Phase 2.5 candidates

1. Tree library filters
2. Fork flow flow
3. Step library browse/search
4. Public shared session experience

Phase 3 candidates

1. Editor workflows
2. Procedural runner
3. Drag-and-drop interactions
4. AI-assisted workflows

Only bring editors and AI into Playwright once the harness is already trustworthy.

---

Practical Advice For This Repo

Keep Playwright separate from Vitest

Vitest should stay for:

• small component logic
• hooks
• utilities
• API client logic

Playwright should cover:

• auth
• routing
• critical user journeys
• integration behavior

Don’t try to test everything

You do not need Playwright coverage for every page.
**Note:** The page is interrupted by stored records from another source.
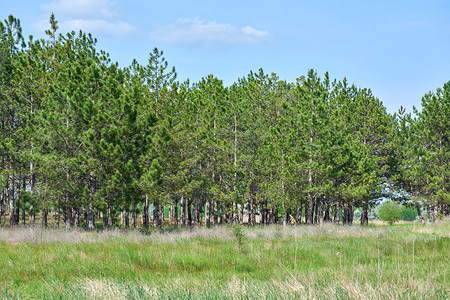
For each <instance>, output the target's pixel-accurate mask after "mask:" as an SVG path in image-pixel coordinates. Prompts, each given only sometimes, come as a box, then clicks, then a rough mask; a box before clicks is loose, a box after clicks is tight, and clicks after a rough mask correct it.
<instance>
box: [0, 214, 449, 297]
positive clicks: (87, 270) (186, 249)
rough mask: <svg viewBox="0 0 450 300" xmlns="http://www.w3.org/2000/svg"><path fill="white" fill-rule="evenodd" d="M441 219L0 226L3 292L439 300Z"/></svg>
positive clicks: (443, 268) (100, 296) (50, 296)
mask: <svg viewBox="0 0 450 300" xmlns="http://www.w3.org/2000/svg"><path fill="white" fill-rule="evenodd" d="M449 224H450V223H449V222H448V221H441V222H438V223H435V224H427V225H422V224H402V225H396V226H375V227H369V228H361V227H359V226H352V227H344V226H334V225H325V226H321V227H319V226H313V227H305V226H301V227H287V228H283V227H280V226H270V227H264V228H259V227H255V228H248V229H246V230H245V231H244V233H245V237H244V240H243V246H242V247H239V246H238V243H237V241H236V239H235V237H234V235H233V232H232V231H231V230H230V229H229V228H227V227H218V228H214V229H206V228H198V229H195V230H192V231H191V230H188V229H179V230H171V231H170V232H167V231H166V232H156V231H155V232H153V233H151V234H147V235H144V234H141V233H139V232H138V231H120V230H113V231H105V232H95V233H91V232H85V231H65V230H56V229H52V230H42V229H38V228H35V229H30V228H16V229H7V230H4V229H0V254H1V255H0V295H3V296H4V297H6V298H8V297H10V298H97V299H114V298H115V299H124V298H134V299H141V298H148V299H154V298H161V299H167V298H195V299H199V298H200V299H201V298H205V299H206V298H280V299H289V298H291V299H299V298H300V299H325V298H337V299H379V298H384V299H403V298H411V299H433V298H435V299H445V298H448V294H449V290H448V289H449V280H448V271H449V267H448V266H449V257H450V250H449V249H450V238H449V233H450V225H449Z"/></svg>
Cover the flows that:

• affect demos
• affect activation
• affect trust
• are expensive to break

Start with one browser

Chromium first.

Only add Firefox/WebKit after the suite is stable and worth the extra runtime.

Prefer reliable fixture creation over brittle UI setup

Use backend seeds and API helpers whenever possible.

---

Recommended First PR For Playwright

Keep the first implementation intentionally small.

Include

1. @playwright/test dependency
2. playwright.config.ts
3. e2e scripts in package.json
4. one UI login smoke test
5. one authenticated navigation smoke test
6. CI e2e job

Do not include yet

• editor drag-and-drop tests
• AI flow tests
• PDF validation
• multi-browser matrix
• large helper framework

That first PR should prove the harness works end to end.

---

Final Recommendation

If only one quality investment gets prioritized right now, it should be:

Playwright + product analytics together

Why:

• Playwright improves confidence in shipping
• analytics improves confidence in prioritizing

That combination is one of the cleanest ways to make ResolutionFlow feel more professional both internally and externally.